On the counter is a Best Buy credit card statement he has not opened. He applied for the card four years ago while purchasing a Vizio television, at the prompting of the salesperson. Since then he has used it sporadically, usually when a cashier saw the blue plastic in his wallet and mentioned the 5% back. The account's vitality is contingent upon his unconditional willingness to endure the nebulous excess of America's credit system. He takes the path of maximum resistance through commercial space without the burden of performing financial literacy.

A jacket hangs by the door. He bought it off a clearance rack at JC Penney on a tri-yearly mall visit, on a day he had come in to replace a pair of worn Cole Haan sneakers. The jacket covers the body for thirty-six dollars.
The commute to the medical device company in Sorrento Valley takes seventeen minutes in a 2013 Toyota Yaris. He likes his job. He likes that it "helps people." In six years he has migrated through several positions via the entropy of corporate restructuring, and his performance reviews remain consistently average, as excellence and failure both require intention, and for him the labor of intention is unachievable.

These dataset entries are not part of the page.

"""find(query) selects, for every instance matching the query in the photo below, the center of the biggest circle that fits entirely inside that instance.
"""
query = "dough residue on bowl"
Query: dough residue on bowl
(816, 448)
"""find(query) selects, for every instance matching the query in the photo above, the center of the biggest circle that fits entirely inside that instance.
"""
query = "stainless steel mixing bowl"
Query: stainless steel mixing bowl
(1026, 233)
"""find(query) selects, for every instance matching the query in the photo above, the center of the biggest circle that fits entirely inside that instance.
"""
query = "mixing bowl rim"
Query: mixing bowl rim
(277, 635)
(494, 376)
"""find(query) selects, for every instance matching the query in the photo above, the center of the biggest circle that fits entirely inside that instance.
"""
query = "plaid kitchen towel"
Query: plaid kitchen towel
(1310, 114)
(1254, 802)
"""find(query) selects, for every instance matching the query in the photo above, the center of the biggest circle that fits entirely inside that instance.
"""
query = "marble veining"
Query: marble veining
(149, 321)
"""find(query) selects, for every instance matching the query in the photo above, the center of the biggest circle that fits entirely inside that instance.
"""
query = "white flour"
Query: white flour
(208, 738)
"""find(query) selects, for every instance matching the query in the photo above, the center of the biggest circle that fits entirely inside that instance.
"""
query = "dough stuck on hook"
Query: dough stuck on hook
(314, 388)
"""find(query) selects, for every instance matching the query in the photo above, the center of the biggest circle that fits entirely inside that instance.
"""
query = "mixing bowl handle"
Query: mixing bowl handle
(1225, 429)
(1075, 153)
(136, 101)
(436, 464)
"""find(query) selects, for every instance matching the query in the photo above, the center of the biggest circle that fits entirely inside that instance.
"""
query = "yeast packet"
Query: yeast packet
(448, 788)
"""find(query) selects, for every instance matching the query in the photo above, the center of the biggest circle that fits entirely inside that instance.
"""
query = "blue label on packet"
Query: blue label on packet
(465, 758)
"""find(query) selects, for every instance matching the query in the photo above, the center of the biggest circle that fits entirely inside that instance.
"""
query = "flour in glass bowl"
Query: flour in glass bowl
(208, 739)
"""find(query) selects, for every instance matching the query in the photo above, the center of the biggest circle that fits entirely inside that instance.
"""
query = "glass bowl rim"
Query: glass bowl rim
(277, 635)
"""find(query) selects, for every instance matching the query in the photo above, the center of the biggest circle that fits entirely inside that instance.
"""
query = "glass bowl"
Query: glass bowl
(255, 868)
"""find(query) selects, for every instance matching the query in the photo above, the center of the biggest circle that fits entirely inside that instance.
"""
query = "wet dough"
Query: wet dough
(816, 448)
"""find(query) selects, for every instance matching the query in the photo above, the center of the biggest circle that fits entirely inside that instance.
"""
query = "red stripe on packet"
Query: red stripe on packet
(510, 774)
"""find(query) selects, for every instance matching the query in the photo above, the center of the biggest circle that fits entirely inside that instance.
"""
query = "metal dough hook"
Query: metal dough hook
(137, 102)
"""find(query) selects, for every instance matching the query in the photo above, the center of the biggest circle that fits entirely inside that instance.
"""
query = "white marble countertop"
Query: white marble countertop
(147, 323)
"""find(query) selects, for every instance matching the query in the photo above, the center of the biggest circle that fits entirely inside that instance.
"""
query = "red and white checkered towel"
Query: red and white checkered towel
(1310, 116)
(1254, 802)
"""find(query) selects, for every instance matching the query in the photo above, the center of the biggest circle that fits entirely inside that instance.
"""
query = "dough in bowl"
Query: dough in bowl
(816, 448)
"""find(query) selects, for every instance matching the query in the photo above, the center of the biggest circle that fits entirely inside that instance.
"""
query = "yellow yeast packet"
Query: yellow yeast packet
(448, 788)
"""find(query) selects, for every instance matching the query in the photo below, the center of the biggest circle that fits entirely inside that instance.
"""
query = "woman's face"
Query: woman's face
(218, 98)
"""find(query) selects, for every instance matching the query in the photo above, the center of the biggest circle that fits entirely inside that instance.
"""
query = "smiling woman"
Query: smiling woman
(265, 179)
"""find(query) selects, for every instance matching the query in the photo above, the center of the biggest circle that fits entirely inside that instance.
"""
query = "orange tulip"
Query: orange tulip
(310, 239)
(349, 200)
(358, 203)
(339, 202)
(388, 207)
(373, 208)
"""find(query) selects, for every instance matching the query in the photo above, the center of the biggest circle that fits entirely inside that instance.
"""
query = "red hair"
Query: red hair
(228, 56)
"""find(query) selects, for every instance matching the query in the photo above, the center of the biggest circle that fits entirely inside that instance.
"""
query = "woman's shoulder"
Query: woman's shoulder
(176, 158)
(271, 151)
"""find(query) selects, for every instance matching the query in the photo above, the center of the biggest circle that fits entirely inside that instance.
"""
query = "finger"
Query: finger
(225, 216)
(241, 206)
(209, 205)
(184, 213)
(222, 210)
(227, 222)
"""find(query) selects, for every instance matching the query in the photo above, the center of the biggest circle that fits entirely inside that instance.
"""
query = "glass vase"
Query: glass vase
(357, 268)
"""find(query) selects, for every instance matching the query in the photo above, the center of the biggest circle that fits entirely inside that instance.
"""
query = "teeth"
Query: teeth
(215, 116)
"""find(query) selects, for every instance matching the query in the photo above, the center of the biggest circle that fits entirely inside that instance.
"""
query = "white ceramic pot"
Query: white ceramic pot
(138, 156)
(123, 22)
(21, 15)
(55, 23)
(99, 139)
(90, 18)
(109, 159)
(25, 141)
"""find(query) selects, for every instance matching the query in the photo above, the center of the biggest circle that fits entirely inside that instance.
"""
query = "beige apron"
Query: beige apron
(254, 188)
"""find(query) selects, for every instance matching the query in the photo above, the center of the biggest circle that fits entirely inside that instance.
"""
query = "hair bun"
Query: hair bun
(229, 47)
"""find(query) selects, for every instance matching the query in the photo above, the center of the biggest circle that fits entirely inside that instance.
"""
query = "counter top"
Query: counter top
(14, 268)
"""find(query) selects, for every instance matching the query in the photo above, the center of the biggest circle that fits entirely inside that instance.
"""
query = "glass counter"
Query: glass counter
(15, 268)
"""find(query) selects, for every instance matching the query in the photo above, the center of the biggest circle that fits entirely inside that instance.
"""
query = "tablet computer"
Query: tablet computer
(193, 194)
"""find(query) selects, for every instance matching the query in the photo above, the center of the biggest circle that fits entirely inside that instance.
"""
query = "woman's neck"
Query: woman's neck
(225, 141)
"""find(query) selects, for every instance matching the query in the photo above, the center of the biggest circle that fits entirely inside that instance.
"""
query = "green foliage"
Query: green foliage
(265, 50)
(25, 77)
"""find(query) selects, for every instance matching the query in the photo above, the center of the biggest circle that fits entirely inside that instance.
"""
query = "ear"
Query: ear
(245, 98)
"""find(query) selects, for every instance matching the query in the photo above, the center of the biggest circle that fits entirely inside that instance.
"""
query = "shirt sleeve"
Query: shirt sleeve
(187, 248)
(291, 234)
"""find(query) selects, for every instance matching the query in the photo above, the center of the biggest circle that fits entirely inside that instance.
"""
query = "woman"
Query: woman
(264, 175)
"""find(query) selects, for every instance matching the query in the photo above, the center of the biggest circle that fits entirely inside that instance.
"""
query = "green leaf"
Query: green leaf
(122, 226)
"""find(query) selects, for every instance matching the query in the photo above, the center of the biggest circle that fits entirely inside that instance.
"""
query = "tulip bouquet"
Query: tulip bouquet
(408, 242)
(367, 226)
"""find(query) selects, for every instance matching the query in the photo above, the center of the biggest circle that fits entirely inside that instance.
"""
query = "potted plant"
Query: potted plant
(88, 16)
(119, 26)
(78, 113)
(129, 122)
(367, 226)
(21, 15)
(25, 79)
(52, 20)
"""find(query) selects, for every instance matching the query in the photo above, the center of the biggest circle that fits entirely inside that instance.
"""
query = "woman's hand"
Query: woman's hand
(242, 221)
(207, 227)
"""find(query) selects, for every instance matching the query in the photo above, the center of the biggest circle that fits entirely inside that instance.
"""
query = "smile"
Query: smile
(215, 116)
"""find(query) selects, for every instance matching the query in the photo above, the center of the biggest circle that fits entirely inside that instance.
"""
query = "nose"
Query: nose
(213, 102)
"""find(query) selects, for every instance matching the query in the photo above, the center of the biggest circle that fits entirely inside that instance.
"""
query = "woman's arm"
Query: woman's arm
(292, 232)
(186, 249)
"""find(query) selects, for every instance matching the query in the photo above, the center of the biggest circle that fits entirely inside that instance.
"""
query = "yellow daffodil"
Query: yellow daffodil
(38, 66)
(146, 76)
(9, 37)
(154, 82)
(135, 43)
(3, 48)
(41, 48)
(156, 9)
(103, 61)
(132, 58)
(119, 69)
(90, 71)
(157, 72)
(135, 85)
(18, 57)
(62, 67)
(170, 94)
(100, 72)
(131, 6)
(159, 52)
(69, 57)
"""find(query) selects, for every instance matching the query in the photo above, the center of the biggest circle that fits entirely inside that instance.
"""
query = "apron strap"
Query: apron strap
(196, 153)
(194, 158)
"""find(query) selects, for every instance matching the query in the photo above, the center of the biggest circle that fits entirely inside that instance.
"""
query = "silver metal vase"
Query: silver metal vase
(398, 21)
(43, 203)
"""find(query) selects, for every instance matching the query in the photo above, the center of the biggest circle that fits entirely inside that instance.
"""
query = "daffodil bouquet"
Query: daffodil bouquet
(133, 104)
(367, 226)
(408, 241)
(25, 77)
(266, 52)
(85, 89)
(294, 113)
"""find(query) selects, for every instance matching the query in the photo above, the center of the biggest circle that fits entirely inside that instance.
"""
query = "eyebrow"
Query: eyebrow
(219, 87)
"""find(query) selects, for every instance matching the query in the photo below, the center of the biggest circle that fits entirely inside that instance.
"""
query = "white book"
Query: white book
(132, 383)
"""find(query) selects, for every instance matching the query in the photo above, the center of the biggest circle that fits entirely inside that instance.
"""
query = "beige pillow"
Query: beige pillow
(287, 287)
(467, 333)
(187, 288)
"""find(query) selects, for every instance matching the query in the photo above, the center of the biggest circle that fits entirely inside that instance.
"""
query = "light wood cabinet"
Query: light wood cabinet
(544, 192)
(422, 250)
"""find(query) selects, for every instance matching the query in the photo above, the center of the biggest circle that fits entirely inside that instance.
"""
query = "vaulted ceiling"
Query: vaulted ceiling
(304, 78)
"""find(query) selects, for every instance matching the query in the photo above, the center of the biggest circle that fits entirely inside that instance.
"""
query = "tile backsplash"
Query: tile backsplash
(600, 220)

At lunch the car drifts towards his rotation of fast casual sandwich joints. He arrives at Jersey Mike's and orders his usual: a plastic bottle of Pepsi and the #12 Cancro Special (cold roast beef and pepperoni), a sandwich often declared "the worst" by clickbait articles and Reddit posts referencing the chain. He eats the sandwich in the driver's seat in roughly three large bites, enjoying each one equally.
In the evening he watches Netflix. Tonight, it is Small Soldiers (1998). At some point he falls asleep with the TV still glowing dimly on his dresser.
He wakes up, but before returning to bed he prepares Ovaltine chocolate milk in a Burger King promotional glass. He read online once that chocolate milk is a superior post-workout beverage, and he has never revisited the claim. He turns his phone off forty-six minutes before sleep. The number came from nowhere. He reads whichever book happens to be closest to the mattress.
He has many dreams. He has no fantasies.